Kapitalistische Logik kann und soll in so einer Gesellschaft nicht funktionieren. Die Betriebe müssen von den Arbeitenden in Eigenregie organisiert werden – sie sollen selbst über die Produktionsmittel verfügen. Es wird bedarfsgerecht produziert. Produktionsüberschüsse kommen nicht vor oder werden umverteilt. Der Verkauf der eigenen Arbeitskraft als Ware wird unnötig und verschwindet. Es gibt keine Produkte mehr, deren Herstellung unter Ausbeutung und Zerstörung von Mensch und Umwelt vollzogen wird.
Um dieser Utopie Schritt für Schritt näher zu kommen, wollen die Kollektivmitglieder von „La gota negra“ nach libertären Werten leben und arbeiten. Dies bedeutet, dass die kollektiven Vorstellungen basisdemokratisch (im Konsens) im folgenden Statut festgehalten werden, welches als allgemein gültiger Binnenvertag gilt. Der Betrieb wird durch die Kollektivmitglieder selbst verwaltet – ohne Chef*in und Vorarbeiter*in. Das Kollektiv „La gota negra“ ist kein loser Zusammenhang von Menschen, sondern ein WIR, welches gemeinsam in die Zukunft blickt und Vereinzelung entgegenwirkt. Die Erfahrung zeigt, dass die Menschen des Kollektives die wichtigsten Bausteine für das Gelingen unserer konkreten Utopie sind.

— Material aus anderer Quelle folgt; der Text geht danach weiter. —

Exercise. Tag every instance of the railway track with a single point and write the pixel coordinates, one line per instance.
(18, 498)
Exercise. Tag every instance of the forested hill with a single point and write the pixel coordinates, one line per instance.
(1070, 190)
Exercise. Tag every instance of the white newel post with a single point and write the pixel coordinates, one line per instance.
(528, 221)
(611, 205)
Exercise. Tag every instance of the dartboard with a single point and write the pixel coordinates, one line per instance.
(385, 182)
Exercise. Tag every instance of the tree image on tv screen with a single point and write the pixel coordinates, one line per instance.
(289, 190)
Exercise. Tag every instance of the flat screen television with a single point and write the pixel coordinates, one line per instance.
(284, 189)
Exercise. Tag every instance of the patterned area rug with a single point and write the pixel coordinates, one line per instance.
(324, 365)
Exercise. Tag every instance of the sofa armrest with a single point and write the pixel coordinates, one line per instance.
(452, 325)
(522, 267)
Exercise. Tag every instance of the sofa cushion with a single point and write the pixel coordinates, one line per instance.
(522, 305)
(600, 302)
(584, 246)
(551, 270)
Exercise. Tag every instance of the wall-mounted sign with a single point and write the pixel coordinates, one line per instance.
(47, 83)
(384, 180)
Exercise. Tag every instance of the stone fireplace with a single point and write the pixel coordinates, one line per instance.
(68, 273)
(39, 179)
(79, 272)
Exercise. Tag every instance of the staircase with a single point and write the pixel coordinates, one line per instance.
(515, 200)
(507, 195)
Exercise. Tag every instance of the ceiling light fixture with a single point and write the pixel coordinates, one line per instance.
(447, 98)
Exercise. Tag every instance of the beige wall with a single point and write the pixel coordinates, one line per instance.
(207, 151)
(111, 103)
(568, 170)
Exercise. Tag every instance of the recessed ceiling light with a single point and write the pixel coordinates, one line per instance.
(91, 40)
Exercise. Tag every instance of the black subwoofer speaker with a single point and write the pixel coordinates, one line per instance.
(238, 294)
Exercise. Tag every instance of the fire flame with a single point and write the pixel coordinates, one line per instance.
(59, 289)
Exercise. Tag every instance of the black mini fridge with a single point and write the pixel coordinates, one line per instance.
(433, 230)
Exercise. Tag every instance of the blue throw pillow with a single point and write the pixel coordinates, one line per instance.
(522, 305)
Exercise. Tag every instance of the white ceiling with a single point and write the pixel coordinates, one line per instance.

“La gota negra“ röstet und vertreibt Kaffee. Der Import aus den Produzent*innenländern soll auf solidarischer Ebene mit den Kaffeebäuerinnen und Kaffeebauern ablaufen: Eine globale Vernetzung ist also notwendig. Kooperationen statt Konkurrenz beim Zusammenwirken mit ähnlichen Projekten/Kollektiven ist ein wichtiger Grundsatz, um eine solidarische Alternative zur kapitalistischen Marktwirtschaft zu erproben und durchzusetzen.

Das Kollektiv strebt eine höchstmögliche Transparenz in der Öffentlichkeit an, um darüber diese Konkurrenzmechanismen auszuhebeln: Es soll erreicht werden, dass sich viele Zusammenhänge für das Arbeiten in einem kollektiven Betrieb entscheiden. Dafür wird möglichst alles Wissen, welches das Kollektiv „La gota negra“ sammelt, weitergegeben. Auch für Konsument*innen ist eine höchstmögliche Transparenz wichtig, da sie sich so am besten über die Herkunft der verarbeiteten Rohstoffe, die Entstehung des Produkts und die Ethik des Betriebes informieren können.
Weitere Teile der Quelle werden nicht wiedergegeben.